Die Gruppe mit KI-Unterstützung verbrachte deutlich mehr Zeit mit der Aufgabe, erkundete mehr Designvarianten und kam am Ende zu kreativeren Lösungen. Kurz gesagt: Die KI hat nicht übernommen. Sie hat angestachelt.
Engagement statt Abhängigkeit
Besonders bemerkenswert ist der Befund zur Nutzungstiefe. Teilnehmer, die mit KI-Galerien arbeiteten, scrollten nicht einfach durch und wählten das Erstbeste – sie ließen sich inspirieren, verwandelten Impulse in eigene Ideen und kehrten mehrfach zur Galerie zurück. Dieses Muster erinnert eher an einen kreativen Dialog als an passiven Konsum.
Das widerspricht einer weit verbreiteten Sorge: dass fertige KI-Vorschläge den menschlichen Denkprozess kurzschließen und zu Einfallslosigkeit führen. Stattdessen scheinen gut platzierte, visuell ansprechende KI-Outputs den gegenteiligen Effekt zu haben – sie öffnen den Suchraum, anstatt ihn zu verengen.
Warum das mehr als ein Laborergebnis ist
Natürlich ist der Sprung vom virtuellen Autodesign zur echten Produktentwicklung nicht trivial. Aber die Grundmechanik – ein Mensch, ein kreatives Problem, KI-Impulse als Katalysator – findet sich in immer mehr Berufsfeldern wieder: Grafikdesign, Architektur, Marketingkampagnen, Produktinnovation.
Die Swansea-Studie liefert dafür erstmals eine saubere empirische Grundlage – keine Anekdoten, keine Hochglanz-Versprechen eines Softwareanbieters, sondern kontrollierte Forschung mit statistisch belastbaren Befunden.
Der Unterschied liegt im Design der Mensch-KI-Interaktion
Ein Detail verdient besondere Aufmerksamkeit: Die KI-Galerien wurden nicht als fertige Lösungen präsentiert, sondern als Variantenraum. Die Teilnehmer sollten sich orientieren, nicht kopieren. Diese Unterscheidung ist entscheidend – und sie ist keine Selbstverständlichkeit in der Praxis.

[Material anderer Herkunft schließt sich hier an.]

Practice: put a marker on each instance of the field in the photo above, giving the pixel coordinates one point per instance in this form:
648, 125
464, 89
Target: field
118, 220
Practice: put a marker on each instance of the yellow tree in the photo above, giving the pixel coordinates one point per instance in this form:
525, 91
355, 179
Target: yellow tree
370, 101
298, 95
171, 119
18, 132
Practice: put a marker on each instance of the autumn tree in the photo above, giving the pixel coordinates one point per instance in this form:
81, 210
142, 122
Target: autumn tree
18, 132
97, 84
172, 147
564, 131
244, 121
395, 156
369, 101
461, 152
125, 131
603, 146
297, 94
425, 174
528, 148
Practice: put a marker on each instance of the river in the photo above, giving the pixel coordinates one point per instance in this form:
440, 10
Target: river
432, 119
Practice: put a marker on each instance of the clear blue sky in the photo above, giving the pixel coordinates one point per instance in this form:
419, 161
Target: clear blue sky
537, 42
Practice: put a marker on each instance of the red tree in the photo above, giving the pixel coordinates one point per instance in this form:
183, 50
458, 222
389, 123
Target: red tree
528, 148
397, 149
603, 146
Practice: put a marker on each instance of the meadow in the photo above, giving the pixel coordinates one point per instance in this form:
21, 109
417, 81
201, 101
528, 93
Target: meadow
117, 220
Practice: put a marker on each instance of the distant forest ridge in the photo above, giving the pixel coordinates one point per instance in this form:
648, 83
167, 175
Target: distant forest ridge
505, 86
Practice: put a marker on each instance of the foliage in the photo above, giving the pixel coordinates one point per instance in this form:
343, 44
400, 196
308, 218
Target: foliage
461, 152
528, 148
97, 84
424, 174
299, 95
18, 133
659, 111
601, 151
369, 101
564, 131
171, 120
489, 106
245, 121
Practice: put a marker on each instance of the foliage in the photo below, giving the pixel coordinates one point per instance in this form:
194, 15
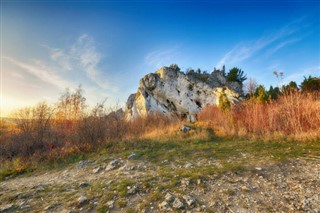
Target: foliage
236, 74
294, 115
261, 94
274, 93
310, 84
224, 103
174, 67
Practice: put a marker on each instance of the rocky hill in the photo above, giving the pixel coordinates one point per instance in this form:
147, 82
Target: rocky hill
173, 92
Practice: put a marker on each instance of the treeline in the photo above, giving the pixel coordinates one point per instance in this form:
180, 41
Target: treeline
288, 111
49, 132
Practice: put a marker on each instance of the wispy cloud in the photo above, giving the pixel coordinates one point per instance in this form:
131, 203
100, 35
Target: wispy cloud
44, 75
243, 51
81, 55
162, 57
299, 75
282, 45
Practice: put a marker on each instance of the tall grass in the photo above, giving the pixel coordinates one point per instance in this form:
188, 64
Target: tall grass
294, 114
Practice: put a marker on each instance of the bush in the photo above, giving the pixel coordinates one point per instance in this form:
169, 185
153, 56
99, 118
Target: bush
236, 74
310, 84
294, 114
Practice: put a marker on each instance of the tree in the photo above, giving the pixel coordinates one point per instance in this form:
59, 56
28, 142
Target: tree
224, 103
261, 94
310, 84
251, 86
274, 92
71, 106
236, 74
175, 67
292, 86
190, 71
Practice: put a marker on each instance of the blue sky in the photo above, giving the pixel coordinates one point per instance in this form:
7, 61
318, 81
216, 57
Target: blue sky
107, 46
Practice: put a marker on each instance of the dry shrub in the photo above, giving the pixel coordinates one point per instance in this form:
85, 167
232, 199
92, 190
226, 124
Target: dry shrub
294, 114
154, 125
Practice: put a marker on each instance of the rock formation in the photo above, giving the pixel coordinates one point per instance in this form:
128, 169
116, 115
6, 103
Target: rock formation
175, 93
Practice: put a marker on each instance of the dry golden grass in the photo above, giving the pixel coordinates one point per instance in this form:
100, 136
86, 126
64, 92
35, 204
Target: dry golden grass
294, 115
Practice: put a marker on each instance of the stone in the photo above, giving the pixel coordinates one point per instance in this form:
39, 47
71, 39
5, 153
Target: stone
176, 93
83, 163
132, 190
82, 200
97, 170
164, 206
185, 128
110, 204
132, 155
83, 185
185, 182
169, 198
7, 208
188, 165
190, 200
113, 165
177, 204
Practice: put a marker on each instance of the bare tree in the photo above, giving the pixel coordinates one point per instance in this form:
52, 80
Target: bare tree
251, 86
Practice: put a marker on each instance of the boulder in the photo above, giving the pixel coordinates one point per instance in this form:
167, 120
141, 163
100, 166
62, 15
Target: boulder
175, 93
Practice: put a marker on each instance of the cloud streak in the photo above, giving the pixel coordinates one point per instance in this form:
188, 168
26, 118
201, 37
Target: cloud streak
245, 51
83, 56
299, 76
162, 57
44, 74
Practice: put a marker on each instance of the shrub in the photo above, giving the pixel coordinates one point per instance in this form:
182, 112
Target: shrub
294, 114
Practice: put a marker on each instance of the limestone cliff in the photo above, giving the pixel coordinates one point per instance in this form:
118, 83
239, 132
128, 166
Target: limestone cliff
172, 92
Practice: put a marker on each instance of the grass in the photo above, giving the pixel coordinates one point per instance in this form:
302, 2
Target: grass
180, 150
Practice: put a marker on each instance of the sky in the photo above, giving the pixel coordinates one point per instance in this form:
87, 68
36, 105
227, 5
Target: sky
108, 46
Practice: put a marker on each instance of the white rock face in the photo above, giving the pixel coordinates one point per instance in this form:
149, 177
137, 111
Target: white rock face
175, 93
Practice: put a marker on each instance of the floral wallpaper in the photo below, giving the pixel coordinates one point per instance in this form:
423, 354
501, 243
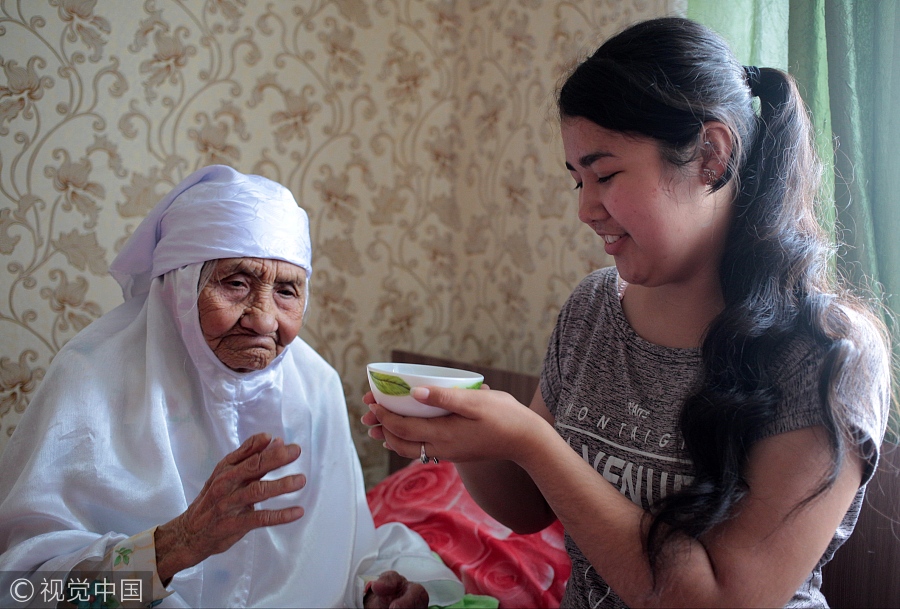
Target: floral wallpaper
419, 135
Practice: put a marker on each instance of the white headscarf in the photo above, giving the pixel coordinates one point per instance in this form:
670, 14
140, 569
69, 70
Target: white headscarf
216, 212
136, 410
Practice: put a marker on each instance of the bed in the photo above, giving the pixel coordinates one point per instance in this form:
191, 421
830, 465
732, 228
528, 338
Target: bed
491, 560
531, 570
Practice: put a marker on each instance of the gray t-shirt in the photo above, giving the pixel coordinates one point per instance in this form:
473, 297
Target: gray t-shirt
616, 399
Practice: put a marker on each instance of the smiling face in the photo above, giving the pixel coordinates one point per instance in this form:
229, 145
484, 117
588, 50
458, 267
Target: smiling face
660, 223
251, 309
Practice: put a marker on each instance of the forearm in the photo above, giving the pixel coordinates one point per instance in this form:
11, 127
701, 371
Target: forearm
506, 492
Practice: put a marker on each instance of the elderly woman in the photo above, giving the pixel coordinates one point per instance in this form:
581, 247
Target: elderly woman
190, 435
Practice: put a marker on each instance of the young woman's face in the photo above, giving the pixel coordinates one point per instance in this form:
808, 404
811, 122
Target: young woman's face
660, 223
251, 309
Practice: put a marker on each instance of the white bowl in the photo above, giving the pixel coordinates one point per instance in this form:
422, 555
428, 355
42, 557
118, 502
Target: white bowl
391, 384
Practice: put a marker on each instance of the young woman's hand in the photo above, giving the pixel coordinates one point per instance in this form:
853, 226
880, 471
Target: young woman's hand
483, 425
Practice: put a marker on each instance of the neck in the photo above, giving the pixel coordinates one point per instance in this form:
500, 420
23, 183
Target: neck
675, 315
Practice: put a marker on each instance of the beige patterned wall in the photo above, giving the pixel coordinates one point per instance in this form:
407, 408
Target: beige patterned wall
418, 134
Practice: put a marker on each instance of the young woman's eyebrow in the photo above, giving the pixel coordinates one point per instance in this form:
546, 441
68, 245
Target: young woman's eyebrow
589, 159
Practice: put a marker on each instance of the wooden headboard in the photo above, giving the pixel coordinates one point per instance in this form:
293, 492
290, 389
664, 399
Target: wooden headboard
520, 386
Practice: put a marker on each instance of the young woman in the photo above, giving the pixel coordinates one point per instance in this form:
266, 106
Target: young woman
711, 408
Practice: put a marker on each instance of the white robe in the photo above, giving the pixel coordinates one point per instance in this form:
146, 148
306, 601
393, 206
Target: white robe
127, 426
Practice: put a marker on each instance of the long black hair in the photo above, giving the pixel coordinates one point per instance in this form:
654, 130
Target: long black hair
664, 79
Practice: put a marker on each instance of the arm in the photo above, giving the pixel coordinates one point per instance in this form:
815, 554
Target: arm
505, 491
224, 510
759, 557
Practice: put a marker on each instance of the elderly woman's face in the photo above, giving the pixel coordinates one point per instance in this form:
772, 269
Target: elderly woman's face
251, 309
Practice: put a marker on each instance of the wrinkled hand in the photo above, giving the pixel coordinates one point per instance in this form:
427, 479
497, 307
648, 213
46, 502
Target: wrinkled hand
483, 425
224, 510
393, 591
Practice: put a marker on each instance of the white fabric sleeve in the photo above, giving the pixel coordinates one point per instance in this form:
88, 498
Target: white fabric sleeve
403, 550
136, 555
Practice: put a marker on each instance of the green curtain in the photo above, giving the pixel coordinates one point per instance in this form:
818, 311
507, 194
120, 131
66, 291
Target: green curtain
845, 55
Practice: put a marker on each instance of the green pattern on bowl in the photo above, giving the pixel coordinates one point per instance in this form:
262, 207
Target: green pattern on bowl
389, 384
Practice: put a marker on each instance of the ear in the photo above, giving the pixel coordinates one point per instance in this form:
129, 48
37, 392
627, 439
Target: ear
715, 151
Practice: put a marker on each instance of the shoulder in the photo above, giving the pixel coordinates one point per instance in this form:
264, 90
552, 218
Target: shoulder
598, 288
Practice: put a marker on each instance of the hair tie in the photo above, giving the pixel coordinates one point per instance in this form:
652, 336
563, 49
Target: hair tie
753, 75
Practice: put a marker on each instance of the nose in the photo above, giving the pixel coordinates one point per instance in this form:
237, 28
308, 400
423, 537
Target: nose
590, 205
260, 315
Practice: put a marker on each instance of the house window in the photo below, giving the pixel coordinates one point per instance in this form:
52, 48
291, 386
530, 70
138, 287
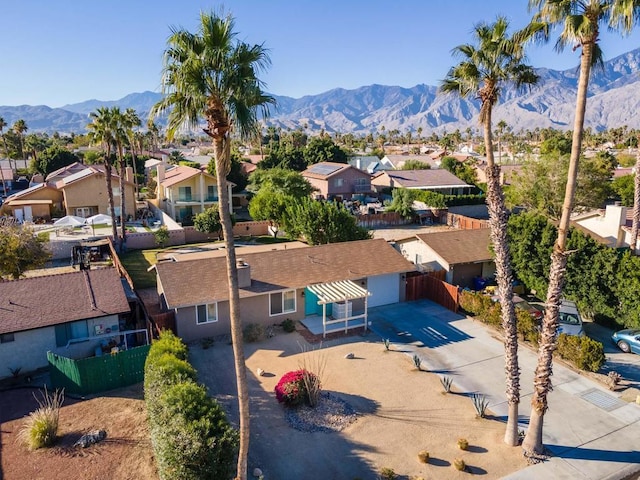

Wer KI-Tools so konfiguriert, dass sie Antworten liefern statt Fragen aufwerfen, bekommt womöglich den gegenteiligen Effekt: Menschen, die früher aufhören zu denken, weil die Maschine schon geliefert hat.
Konsequenzen für die Praxis – besonders im Mittelstand
Für deutsche Unternehmen – insbesondere im Mittelstand, wo kreative Kapazitäten oft knapp und Entwicklungszyklen lang sind – deutet die Studie auf eine konkrete Handlungsoption hin:
KI-Tools nicht primär zur Automatisierung von Kreativarbeit einsetzen, sondern gezielt als Ideengeber in frühen Konzeptphasen.
Wer interne Designprozesse, Innovationsworkshops oder Produktentwicklung neu strukturiert und dabei KI als Inspirationsquelle statt als Entscheidungsträger positioniert, könnte den Effekt aus dem Swansea-Labor im eigenen Unternehmen reproduzieren – mit messbarem Nutzen.